Anstellung oder Handelsvertretung: der Unterschied, der alles verändert

Arbeitsvertrag oder Vertretervertrag nach § 84 HGB – zwei Angebote können identisch klingen und wirtschaftlich weit auseinanderliegen. Woran sich die Form erkennen lässt und was daran hängt.

7 Min. Lesezeit von Steven Schulz

Im Vertrieb stehen zwei völlig verschiedene Rechtsverhältnisse unter denselben Überschriften. „Vertriebspartner", „Kundenberater", „Vermögensberater", „Handelsvertreter (m/w/d)" – hinter jeder dieser Bezeichnungen kann ein Arbeitsvertrag stehen oder ein Vertrag über eine selbständige Handelsvertretung. Die Aufgabe ist ähnlich. Die Folgen sind es nicht.

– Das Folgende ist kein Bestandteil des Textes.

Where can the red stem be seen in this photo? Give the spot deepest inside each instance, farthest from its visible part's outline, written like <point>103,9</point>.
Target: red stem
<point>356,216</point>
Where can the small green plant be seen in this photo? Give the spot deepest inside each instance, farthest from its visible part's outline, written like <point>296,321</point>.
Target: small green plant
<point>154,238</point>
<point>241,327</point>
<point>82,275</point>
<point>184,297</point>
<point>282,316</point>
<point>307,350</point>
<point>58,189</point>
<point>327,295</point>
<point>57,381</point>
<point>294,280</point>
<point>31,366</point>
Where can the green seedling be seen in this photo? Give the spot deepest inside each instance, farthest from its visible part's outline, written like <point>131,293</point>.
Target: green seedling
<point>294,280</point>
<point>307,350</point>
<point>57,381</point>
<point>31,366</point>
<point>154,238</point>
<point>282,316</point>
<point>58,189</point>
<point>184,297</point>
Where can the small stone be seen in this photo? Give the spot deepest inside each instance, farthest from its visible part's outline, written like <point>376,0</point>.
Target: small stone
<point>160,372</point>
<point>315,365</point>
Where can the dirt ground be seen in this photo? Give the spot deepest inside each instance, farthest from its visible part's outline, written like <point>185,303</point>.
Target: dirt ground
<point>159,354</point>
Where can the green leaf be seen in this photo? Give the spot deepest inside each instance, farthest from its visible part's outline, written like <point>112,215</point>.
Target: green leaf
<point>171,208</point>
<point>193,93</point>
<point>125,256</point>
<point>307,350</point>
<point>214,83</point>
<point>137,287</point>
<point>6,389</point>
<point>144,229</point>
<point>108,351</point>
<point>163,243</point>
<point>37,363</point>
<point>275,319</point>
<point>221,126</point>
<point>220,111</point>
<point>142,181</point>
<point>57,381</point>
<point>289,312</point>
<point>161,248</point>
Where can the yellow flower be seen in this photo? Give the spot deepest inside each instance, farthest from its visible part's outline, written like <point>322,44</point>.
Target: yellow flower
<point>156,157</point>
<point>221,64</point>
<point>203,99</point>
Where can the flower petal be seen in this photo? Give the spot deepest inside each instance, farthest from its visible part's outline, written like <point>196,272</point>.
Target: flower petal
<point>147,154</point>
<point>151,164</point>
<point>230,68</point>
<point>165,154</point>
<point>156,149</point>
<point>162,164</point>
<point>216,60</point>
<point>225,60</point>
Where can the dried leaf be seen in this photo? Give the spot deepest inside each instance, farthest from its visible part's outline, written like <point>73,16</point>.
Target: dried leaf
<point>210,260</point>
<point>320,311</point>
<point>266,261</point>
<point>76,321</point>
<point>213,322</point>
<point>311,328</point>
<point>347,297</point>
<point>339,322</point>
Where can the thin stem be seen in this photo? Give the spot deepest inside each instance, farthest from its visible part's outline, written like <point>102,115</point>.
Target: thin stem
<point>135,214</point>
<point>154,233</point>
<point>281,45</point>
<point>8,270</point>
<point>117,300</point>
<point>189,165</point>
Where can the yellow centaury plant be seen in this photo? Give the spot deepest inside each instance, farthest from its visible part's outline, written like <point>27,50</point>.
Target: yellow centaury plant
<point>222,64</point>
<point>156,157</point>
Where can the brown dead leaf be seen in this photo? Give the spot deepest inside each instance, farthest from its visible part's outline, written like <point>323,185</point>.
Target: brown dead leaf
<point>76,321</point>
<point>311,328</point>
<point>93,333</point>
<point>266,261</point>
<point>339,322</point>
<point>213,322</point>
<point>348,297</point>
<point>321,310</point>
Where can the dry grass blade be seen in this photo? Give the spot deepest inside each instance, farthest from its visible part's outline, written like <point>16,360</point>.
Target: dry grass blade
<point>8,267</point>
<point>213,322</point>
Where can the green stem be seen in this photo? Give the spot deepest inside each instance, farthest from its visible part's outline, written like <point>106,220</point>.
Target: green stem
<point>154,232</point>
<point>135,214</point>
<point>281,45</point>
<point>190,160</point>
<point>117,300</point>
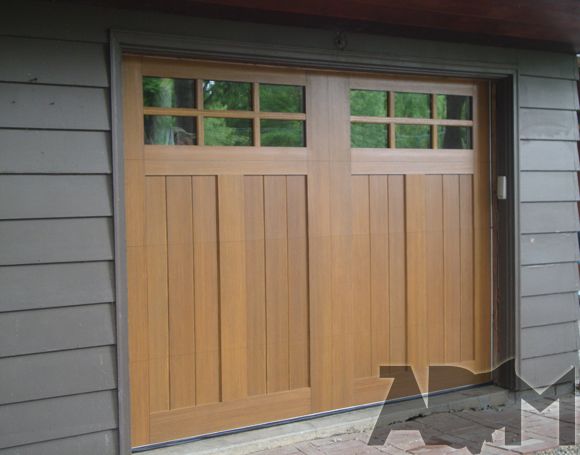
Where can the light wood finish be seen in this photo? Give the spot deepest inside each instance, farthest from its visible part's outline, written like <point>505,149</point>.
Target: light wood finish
<point>267,283</point>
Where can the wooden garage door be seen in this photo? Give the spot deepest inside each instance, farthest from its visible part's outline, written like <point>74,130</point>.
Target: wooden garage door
<point>290,231</point>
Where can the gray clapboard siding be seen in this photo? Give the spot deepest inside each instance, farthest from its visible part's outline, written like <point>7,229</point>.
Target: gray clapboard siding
<point>545,371</point>
<point>537,217</point>
<point>549,309</point>
<point>101,443</point>
<point>45,151</point>
<point>25,423</point>
<point>547,64</point>
<point>548,186</point>
<point>55,285</point>
<point>54,107</point>
<point>548,248</point>
<point>63,373</point>
<point>60,240</point>
<point>55,329</point>
<point>53,62</point>
<point>549,279</point>
<point>55,196</point>
<point>541,92</point>
<point>549,339</point>
<point>548,156</point>
<point>548,124</point>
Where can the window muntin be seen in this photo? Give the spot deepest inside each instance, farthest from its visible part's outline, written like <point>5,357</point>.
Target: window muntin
<point>209,112</point>
<point>386,119</point>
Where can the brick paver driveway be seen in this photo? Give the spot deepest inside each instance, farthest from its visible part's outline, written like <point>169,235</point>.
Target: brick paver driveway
<point>458,432</point>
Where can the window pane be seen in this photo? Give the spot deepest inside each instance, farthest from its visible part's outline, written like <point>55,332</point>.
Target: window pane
<point>369,135</point>
<point>454,107</point>
<point>454,137</point>
<point>282,133</point>
<point>412,105</point>
<point>224,95</point>
<point>281,98</point>
<point>227,131</point>
<point>413,136</point>
<point>167,92</point>
<point>368,102</point>
<point>170,130</point>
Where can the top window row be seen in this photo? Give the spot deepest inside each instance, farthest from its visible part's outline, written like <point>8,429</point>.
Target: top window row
<point>222,95</point>
<point>375,103</point>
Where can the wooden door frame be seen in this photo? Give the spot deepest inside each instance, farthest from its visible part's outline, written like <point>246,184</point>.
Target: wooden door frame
<point>154,44</point>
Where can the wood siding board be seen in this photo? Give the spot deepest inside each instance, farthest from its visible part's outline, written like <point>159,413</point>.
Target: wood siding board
<point>78,284</point>
<point>63,373</point>
<point>100,443</point>
<point>55,196</point>
<point>548,155</point>
<point>548,124</point>
<point>56,329</point>
<point>548,186</point>
<point>58,240</point>
<point>54,62</point>
<point>206,287</point>
<point>545,371</point>
<point>549,309</point>
<point>548,248</point>
<point>55,152</point>
<point>546,93</point>
<point>35,421</point>
<point>54,107</point>
<point>546,217</point>
<point>549,279</point>
<point>549,339</point>
<point>256,284</point>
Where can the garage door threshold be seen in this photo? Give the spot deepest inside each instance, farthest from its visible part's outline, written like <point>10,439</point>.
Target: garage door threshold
<point>353,420</point>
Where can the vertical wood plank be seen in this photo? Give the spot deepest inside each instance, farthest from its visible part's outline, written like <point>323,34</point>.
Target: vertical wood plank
<point>435,267</point>
<point>206,289</point>
<point>298,322</point>
<point>341,235</point>
<point>233,307</point>
<point>417,307</point>
<point>318,187</point>
<point>256,283</point>
<point>467,266</point>
<point>380,284</point>
<point>157,296</point>
<point>397,272</point>
<point>361,276</point>
<point>136,256</point>
<point>482,228</point>
<point>181,297</point>
<point>452,266</point>
<point>276,231</point>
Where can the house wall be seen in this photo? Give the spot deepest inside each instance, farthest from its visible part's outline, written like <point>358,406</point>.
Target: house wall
<point>58,334</point>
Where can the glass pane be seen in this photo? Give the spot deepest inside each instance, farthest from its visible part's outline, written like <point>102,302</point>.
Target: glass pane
<point>454,107</point>
<point>227,131</point>
<point>412,105</point>
<point>224,95</point>
<point>170,130</point>
<point>167,92</point>
<point>454,137</point>
<point>368,102</point>
<point>371,135</point>
<point>281,98</point>
<point>413,136</point>
<point>282,133</point>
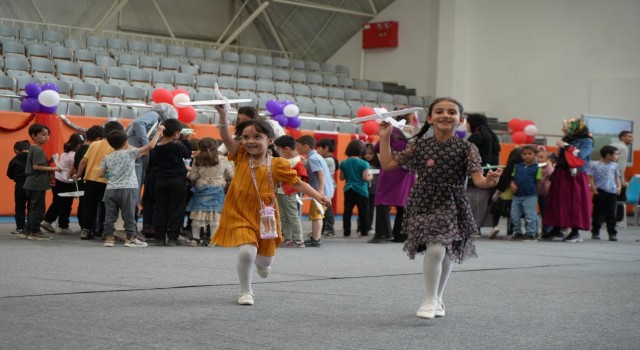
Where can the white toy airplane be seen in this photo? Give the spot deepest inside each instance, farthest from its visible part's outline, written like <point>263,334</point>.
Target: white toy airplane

Dieser Text erklärt den Unterschied und die Punkte, an denen er wirtschaftlich spürbar wird. Er ist eine Orientierung und ersetzt keine Rechtsberatung. Ob ein konkretes Vertragsangebot das eine oder das andere ist, entscheidet sich an seinem Inhalt und an der gelebten Praxis – im Streitfall helfen eine Fachanwältin oder ein Fachanwalt für Arbeits- oder Handelsrecht, die Rechtsberatung einer Gewerkschaft oder ein Verband des Handelsvertreterrechts weiter.

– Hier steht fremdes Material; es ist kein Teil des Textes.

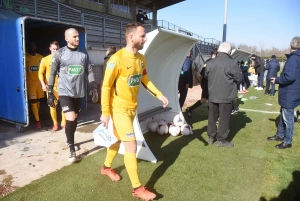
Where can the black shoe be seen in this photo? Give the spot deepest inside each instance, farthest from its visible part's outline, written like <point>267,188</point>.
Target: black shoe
<point>283,145</point>
<point>275,137</point>
<point>225,144</point>
<point>211,140</point>
<point>189,112</point>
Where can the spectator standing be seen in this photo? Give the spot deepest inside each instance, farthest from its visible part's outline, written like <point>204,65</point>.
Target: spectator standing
<point>203,84</point>
<point>125,71</point>
<point>223,74</point>
<point>185,78</point>
<point>273,67</point>
<point>288,96</point>
<point>140,17</point>
<point>259,71</point>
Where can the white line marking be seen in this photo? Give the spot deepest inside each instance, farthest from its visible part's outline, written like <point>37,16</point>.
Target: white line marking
<point>261,111</point>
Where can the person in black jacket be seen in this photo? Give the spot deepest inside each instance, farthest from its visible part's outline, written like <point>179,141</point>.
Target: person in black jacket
<point>204,86</point>
<point>185,78</point>
<point>140,17</point>
<point>223,74</point>
<point>259,71</point>
<point>273,67</point>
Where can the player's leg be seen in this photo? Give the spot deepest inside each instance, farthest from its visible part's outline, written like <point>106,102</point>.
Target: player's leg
<point>67,104</point>
<point>33,99</point>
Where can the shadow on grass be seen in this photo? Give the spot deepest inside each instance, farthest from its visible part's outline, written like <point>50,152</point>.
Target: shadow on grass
<point>291,193</point>
<point>237,122</point>
<point>169,153</point>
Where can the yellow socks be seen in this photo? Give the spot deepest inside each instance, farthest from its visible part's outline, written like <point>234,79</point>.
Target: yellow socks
<point>131,167</point>
<point>112,151</point>
<point>53,115</point>
<point>35,111</point>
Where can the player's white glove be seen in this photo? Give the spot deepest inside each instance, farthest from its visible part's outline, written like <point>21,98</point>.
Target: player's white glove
<point>93,91</point>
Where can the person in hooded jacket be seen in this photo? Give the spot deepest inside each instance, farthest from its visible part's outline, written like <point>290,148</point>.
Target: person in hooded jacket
<point>288,96</point>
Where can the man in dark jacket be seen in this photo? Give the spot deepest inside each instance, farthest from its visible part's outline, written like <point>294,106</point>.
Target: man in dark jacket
<point>185,78</point>
<point>288,96</point>
<point>223,74</point>
<point>259,71</point>
<point>273,67</point>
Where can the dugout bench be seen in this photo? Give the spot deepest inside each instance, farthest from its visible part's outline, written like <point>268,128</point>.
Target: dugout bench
<point>165,53</point>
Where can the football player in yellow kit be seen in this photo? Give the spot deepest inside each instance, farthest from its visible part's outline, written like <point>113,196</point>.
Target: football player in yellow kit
<point>34,88</point>
<point>44,74</point>
<point>125,70</point>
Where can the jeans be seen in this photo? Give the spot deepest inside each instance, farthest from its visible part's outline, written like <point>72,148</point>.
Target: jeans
<point>285,127</point>
<point>268,86</point>
<point>260,79</point>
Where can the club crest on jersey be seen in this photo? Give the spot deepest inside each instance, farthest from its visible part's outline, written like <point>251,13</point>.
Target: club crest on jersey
<point>74,70</point>
<point>111,65</point>
<point>134,80</point>
<point>34,68</point>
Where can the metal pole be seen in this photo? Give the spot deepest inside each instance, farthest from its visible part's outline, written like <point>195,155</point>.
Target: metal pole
<point>225,22</point>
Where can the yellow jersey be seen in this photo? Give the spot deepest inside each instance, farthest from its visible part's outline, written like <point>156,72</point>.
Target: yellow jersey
<point>45,68</point>
<point>123,75</point>
<point>32,68</point>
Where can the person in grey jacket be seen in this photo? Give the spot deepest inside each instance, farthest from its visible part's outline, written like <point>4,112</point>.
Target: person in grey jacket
<point>223,74</point>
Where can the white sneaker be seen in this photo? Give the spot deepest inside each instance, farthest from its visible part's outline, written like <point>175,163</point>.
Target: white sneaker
<point>72,157</point>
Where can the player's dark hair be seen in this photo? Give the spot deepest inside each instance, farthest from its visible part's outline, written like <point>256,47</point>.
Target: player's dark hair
<point>132,27</point>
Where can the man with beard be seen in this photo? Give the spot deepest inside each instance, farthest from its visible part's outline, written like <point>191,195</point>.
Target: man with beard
<point>125,70</point>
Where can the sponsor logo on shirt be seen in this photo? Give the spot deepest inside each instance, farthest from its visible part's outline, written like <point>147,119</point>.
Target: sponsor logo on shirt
<point>130,135</point>
<point>134,80</point>
<point>74,70</point>
<point>111,65</point>
<point>34,68</point>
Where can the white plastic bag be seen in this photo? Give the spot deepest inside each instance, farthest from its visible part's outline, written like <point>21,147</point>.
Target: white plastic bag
<point>102,137</point>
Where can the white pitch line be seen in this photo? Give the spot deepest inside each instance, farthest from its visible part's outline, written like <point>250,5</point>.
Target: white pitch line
<point>261,111</point>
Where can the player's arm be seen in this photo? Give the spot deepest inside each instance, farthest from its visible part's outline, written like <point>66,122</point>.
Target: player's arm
<point>110,75</point>
<point>149,86</point>
<point>41,74</point>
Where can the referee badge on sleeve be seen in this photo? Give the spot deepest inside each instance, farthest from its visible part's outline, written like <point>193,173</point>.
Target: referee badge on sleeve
<point>111,65</point>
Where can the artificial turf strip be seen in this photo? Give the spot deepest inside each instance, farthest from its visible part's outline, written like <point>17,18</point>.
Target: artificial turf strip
<point>188,168</point>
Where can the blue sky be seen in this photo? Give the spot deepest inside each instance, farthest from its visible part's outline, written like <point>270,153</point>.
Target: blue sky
<point>260,23</point>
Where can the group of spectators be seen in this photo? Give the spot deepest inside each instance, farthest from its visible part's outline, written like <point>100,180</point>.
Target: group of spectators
<point>224,85</point>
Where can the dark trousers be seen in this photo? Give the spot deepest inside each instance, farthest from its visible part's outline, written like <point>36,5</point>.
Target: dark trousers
<point>260,79</point>
<point>182,91</point>
<point>223,112</point>
<point>268,87</point>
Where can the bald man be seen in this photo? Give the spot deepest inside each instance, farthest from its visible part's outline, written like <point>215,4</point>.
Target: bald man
<point>71,63</point>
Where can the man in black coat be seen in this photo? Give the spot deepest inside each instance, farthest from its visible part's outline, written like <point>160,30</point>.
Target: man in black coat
<point>259,71</point>
<point>273,67</point>
<point>223,74</point>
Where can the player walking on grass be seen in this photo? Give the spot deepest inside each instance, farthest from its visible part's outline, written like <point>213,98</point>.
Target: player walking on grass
<point>35,92</point>
<point>125,70</point>
<point>72,63</point>
<point>44,74</point>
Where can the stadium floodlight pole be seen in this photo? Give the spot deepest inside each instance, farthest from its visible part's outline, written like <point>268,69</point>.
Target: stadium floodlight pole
<point>225,22</point>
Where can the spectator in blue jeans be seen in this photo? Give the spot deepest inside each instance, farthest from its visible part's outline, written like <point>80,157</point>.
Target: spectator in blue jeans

Die gesetzliche Trennlinie

§ 84 Abs. 1 HGB definiert den Handelsvertreter: ein selbständiger Gewerbetreibender, der ständig damit betraut ist, für einen anderen Unternehmer Geschäfte zu vermitteln oder in dessen Namen abzuschließen. Selbständig ist danach, wer im Wesentlichen frei seine Tätigkeit gestalten und seine Arbeitszeit bestimmen kann.

§ 84 Abs. 2 HGB zieht die Gegenlinie: Wer ständig betraut ist, ohne selbständig in diesem Sinne zu sein, gilt als Angestellter.

Daraus folgt der wichtigste Satz dieses Textes: Die Überschrift des Vertrags entscheidet nicht. Maßgeblich ist, wie das Verhältnis tatsächlich ausgestaltet ist. Wer Anwesenheitszeiten einhalten muss, Tourenpläne bekommt, an Pflichtbesprechungen teilnimmt, Berichte in vorgegebenem Takt liefert und keine eigenen Preise verhandeln darf, ist der Sache nach weisungsgebunden – auch wenn über dem Papier „freier Handelsvertreter" steht.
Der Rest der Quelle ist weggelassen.